L6 Land- und Forstwirtschaft
L6800 Ausländergrunderwerb, Grundverkehr

Norm

StGG Art5
Oö GVG 1994 §4

Leitsatz

Verletzung im Eigentumsrecht durch die Versagung der grundverkehrsbehördlichen Genehmigung eines Übergabsvertrages zwischen den Eltern und deren Kindern wegen Verschlechterung der Agrarstruktur und Gefährdung grundverkehrsrechtlicher Interessen; Außerachtlassung der konkreten Vertragsgestaltung infolge allgemeiner Behauptung eines generellen Widerspruchs der Schaffung ideeller Miteigentumsanteile zu öffentlichen Interessen

Spruch

Die Beschwerdeführer sind durch den angefochtenen Bescheid im verfassungsgesetzlich gewährleisteten Recht auf Unversehrtheit des Eigentums verletzt worden.

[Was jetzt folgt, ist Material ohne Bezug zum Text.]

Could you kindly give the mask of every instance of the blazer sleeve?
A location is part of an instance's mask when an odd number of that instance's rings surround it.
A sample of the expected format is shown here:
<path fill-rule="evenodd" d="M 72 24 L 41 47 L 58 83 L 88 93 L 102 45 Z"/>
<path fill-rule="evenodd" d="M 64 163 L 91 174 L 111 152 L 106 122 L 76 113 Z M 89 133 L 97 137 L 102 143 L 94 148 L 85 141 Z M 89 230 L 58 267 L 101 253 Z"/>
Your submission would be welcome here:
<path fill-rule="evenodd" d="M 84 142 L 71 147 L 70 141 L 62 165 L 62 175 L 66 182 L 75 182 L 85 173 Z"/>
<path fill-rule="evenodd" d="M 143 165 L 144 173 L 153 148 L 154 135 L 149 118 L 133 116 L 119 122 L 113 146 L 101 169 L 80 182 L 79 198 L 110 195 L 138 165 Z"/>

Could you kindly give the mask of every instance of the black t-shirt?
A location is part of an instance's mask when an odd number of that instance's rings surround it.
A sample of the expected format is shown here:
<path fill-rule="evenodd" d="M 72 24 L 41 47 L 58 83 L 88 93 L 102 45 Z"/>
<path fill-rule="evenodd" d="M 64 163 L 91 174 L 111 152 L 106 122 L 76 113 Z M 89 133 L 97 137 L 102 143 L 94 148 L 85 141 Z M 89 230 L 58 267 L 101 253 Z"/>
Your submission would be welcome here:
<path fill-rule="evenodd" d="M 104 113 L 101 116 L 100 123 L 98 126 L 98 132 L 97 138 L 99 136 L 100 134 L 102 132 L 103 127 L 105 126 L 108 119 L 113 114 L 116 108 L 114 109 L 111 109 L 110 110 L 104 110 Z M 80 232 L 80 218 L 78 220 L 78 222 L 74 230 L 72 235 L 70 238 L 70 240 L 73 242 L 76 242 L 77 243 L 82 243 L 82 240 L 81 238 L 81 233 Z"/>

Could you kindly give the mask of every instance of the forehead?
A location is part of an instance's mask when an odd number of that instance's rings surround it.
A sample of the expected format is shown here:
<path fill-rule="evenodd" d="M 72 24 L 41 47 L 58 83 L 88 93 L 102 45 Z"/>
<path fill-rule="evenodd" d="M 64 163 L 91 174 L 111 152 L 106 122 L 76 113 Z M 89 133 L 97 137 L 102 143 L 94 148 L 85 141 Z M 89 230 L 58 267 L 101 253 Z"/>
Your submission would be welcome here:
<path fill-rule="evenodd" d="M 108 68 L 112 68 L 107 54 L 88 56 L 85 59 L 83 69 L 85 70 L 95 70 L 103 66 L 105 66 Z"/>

Der Bescheid wird aufgehoben.

Das Land Oberösterreich ist schuldig, den Beschwerdeführern zuhanden ihres Rechtsvertreters die mit € 2.880,-- bestimmten Prozesskosten binnen 14 Tagen bei sonstiger Exekution zu bezahlen.

Begründung

Entscheidungsgründe:

I. 1. Mit Übergabsvertrag vom 25. März 2003 haben die Ehegatten

F und J M (Erst- und Zweitbeschwerdeführer) zwei näher bezeichnete Liegenschaften zu je einem Drittelanteil an ihre drei Kinder (die Dritt- bis Fünftbeschwerdeführer) übergeben.

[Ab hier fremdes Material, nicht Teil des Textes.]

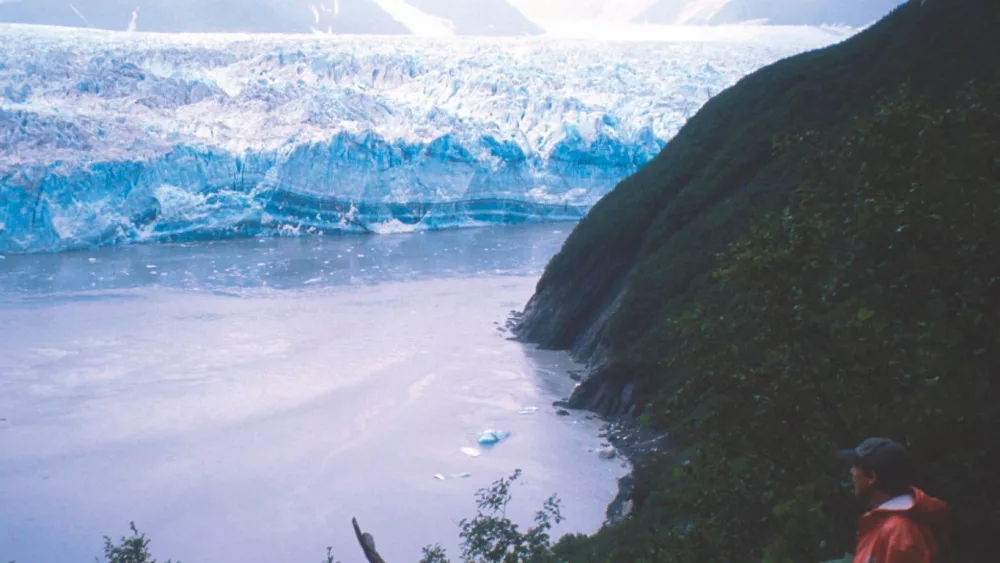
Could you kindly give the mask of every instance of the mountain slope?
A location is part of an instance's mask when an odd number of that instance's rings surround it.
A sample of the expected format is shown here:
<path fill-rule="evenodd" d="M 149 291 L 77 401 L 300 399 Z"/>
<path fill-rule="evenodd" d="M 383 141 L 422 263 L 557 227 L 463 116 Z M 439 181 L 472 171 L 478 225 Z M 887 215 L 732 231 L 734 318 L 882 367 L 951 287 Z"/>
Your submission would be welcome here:
<path fill-rule="evenodd" d="M 0 22 L 124 31 L 530 35 L 507 0 L 19 0 Z M 429 27 L 422 24 L 431 24 Z"/>
<path fill-rule="evenodd" d="M 409 0 L 424 13 L 451 23 L 459 35 L 534 35 L 541 28 L 507 0 Z"/>
<path fill-rule="evenodd" d="M 913 1 L 762 69 L 578 225 L 517 333 L 590 363 L 573 406 L 644 410 L 683 449 L 640 465 L 632 516 L 564 560 L 839 556 L 854 507 L 833 447 L 884 433 L 954 503 L 957 560 L 992 561 L 997 26 L 994 2 Z"/>
<path fill-rule="evenodd" d="M 0 21 L 124 31 L 408 33 L 371 0 L 22 0 L 0 4 Z"/>
<path fill-rule="evenodd" d="M 625 404 L 618 397 L 630 378 L 615 366 L 643 357 L 634 353 L 647 344 L 643 338 L 708 271 L 750 208 L 782 200 L 795 182 L 798 172 L 772 154 L 775 139 L 843 123 L 904 80 L 933 94 L 993 72 L 1000 53 L 990 27 L 995 8 L 977 21 L 959 12 L 980 4 L 911 2 L 841 45 L 744 78 L 602 199 L 549 264 L 520 329 L 526 340 L 572 348 L 594 362 L 611 352 L 605 373 L 617 384 L 605 388 L 606 378 L 585 384 L 577 403 L 609 412 L 635 403 L 636 396 Z M 609 323 L 612 311 L 617 329 Z"/>

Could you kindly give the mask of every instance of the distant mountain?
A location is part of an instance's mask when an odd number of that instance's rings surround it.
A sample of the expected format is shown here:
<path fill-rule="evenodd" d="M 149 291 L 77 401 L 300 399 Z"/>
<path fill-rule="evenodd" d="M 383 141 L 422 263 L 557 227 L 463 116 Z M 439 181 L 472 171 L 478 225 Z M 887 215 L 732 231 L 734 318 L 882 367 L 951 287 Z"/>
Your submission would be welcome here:
<path fill-rule="evenodd" d="M 525 35 L 542 31 L 507 0 L 408 0 L 407 3 L 448 20 L 459 35 Z"/>
<path fill-rule="evenodd" d="M 0 0 L 0 22 L 159 32 L 540 31 L 507 0 Z"/>
<path fill-rule="evenodd" d="M 633 21 L 655 24 L 773 25 L 874 23 L 906 0 L 656 0 Z"/>

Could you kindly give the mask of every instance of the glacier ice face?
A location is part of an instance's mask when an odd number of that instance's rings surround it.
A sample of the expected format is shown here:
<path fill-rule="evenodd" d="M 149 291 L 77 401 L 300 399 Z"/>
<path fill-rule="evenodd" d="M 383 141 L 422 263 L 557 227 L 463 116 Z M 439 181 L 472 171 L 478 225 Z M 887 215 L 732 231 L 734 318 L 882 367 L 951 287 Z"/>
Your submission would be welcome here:
<path fill-rule="evenodd" d="M 0 252 L 577 219 L 711 95 L 841 38 L 802 37 L 0 26 Z"/>

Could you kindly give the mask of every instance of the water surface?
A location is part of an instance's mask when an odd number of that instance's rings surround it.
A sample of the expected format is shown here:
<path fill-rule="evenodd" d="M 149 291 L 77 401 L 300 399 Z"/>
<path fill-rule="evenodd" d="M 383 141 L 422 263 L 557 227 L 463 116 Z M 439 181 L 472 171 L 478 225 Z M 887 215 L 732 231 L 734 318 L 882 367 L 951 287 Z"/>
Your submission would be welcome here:
<path fill-rule="evenodd" d="M 503 331 L 569 228 L 0 259 L 0 560 L 92 560 L 135 520 L 161 560 L 356 561 L 352 516 L 390 561 L 455 557 L 514 468 L 515 518 L 558 493 L 560 532 L 596 530 L 625 469 L 551 407 L 568 358 Z M 487 428 L 513 436 L 461 451 Z"/>

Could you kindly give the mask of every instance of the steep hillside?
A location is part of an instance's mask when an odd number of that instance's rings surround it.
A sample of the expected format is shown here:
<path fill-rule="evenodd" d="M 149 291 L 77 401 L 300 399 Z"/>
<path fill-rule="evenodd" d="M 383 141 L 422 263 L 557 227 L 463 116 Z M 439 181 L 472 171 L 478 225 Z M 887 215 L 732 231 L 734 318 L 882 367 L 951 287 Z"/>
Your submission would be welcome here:
<path fill-rule="evenodd" d="M 910 81 L 928 96 L 993 72 L 998 8 L 910 2 L 844 43 L 766 67 L 712 99 L 646 167 L 602 199 L 546 268 L 520 336 L 572 349 L 598 372 L 577 406 L 624 412 L 659 382 L 659 324 L 684 304 L 757 208 L 780 205 L 802 170 L 773 143 L 844 127 Z M 633 387 L 629 384 L 635 383 Z"/>

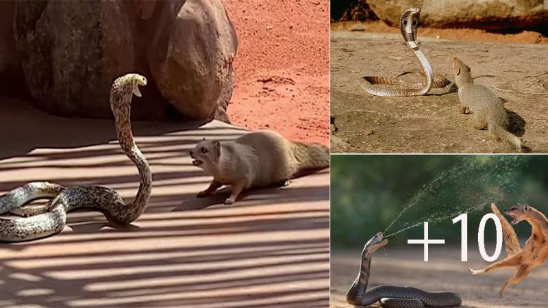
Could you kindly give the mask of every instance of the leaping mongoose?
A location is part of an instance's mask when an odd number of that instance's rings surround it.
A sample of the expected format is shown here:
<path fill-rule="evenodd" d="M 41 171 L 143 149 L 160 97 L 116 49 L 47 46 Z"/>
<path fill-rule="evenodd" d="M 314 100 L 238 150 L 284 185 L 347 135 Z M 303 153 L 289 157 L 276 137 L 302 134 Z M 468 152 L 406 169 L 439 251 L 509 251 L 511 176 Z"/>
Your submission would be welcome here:
<path fill-rule="evenodd" d="M 206 140 L 190 151 L 192 164 L 212 175 L 210 186 L 197 197 L 212 194 L 223 185 L 232 186 L 225 204 L 234 203 L 242 190 L 288 181 L 329 166 L 329 151 L 317 144 L 288 140 L 272 131 L 246 133 L 234 140 Z"/>
<path fill-rule="evenodd" d="M 487 88 L 474 84 L 470 67 L 456 57 L 453 59 L 453 69 L 458 87 L 460 113 L 471 111 L 475 129 L 487 129 L 497 140 L 508 141 L 521 152 L 521 141 L 508 131 L 508 115 L 502 100 Z"/>

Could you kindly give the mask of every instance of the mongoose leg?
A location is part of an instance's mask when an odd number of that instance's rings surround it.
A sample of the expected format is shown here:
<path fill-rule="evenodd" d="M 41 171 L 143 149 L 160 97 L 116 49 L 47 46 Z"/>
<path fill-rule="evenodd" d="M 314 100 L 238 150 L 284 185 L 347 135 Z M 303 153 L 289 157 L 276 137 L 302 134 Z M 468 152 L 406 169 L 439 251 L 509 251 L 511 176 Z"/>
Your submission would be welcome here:
<path fill-rule="evenodd" d="M 230 196 L 225 201 L 225 204 L 229 205 L 236 202 L 238 196 L 242 192 L 245 187 L 245 182 L 243 181 L 232 185 L 232 193 L 230 194 Z"/>
<path fill-rule="evenodd" d="M 221 183 L 215 180 L 213 180 L 211 181 L 211 183 L 210 184 L 210 186 L 208 188 L 206 188 L 205 190 L 202 190 L 201 192 L 199 192 L 196 196 L 197 198 L 201 198 L 201 197 L 205 197 L 206 196 L 209 196 L 213 192 L 214 192 L 215 190 L 217 190 L 217 189 L 219 189 L 219 188 L 220 188 L 222 185 L 223 184 L 221 184 Z"/>
<path fill-rule="evenodd" d="M 499 261 L 498 262 L 495 262 L 493 264 L 490 265 L 489 266 L 484 268 L 483 270 L 474 270 L 470 268 L 468 270 L 468 271 L 470 272 L 473 275 L 475 275 L 476 274 L 489 272 L 492 270 L 497 270 L 498 268 L 513 268 L 519 264 L 521 261 L 521 255 L 516 254 L 512 255 L 512 257 L 508 257 L 506 259 L 504 259 L 503 260 Z"/>
<path fill-rule="evenodd" d="M 525 279 L 527 274 L 531 272 L 531 270 L 533 270 L 532 266 L 521 266 L 518 268 L 516 271 L 516 273 L 514 274 L 514 277 L 510 278 L 510 279 L 507 280 L 506 283 L 504 283 L 504 285 L 502 286 L 502 289 L 501 289 L 501 292 L 499 294 L 499 298 L 502 298 L 504 297 L 504 291 L 510 285 L 516 284 L 522 280 Z"/>
<path fill-rule="evenodd" d="M 491 203 L 491 210 L 499 218 L 502 225 L 502 237 L 504 239 L 504 247 L 508 257 L 512 256 L 519 252 L 519 241 L 516 231 L 508 220 L 501 214 L 497 205 Z"/>
<path fill-rule="evenodd" d="M 485 122 L 476 123 L 474 125 L 474 128 L 476 129 L 480 129 L 480 131 L 482 129 L 485 129 L 487 128 L 487 123 Z"/>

Mit im Instanzenzug ergangenem Bescheid der Landesgrundverkehrskommission beim Amt der Oberösterreichischen Landesregierung (im Folgenden: LGVK) vom 5. Juli 2004 wurde diesem Rechtserwerb die grundverkehrsbehördliche Genehmigung versagt. Begründend wird im Kern ausgeführt, dass die Aufteilung eines knapp 30 ha großen einheitlichen Landwirtschaftsbetriebes eine erhebliche Verschlechterung der agrarischen Besitz- und Eigentumsstruktur bewirke und somit weder dem öffentlichen Interesse an der Schaffung, Erhaltung und Stärkung eines leistungsfähigen Bauernstandes noch jenem an der Erhaltung und Schaffung eines wirtschaftlich gesunden mittleren oder kleinen land- oder forstwirtschaftlichen Grundbesitzes iS des §4 Abs2 Oö. Grundverkehrsgesetz 1994 (im Folgenden: Oö. GVG 1994) entspreche.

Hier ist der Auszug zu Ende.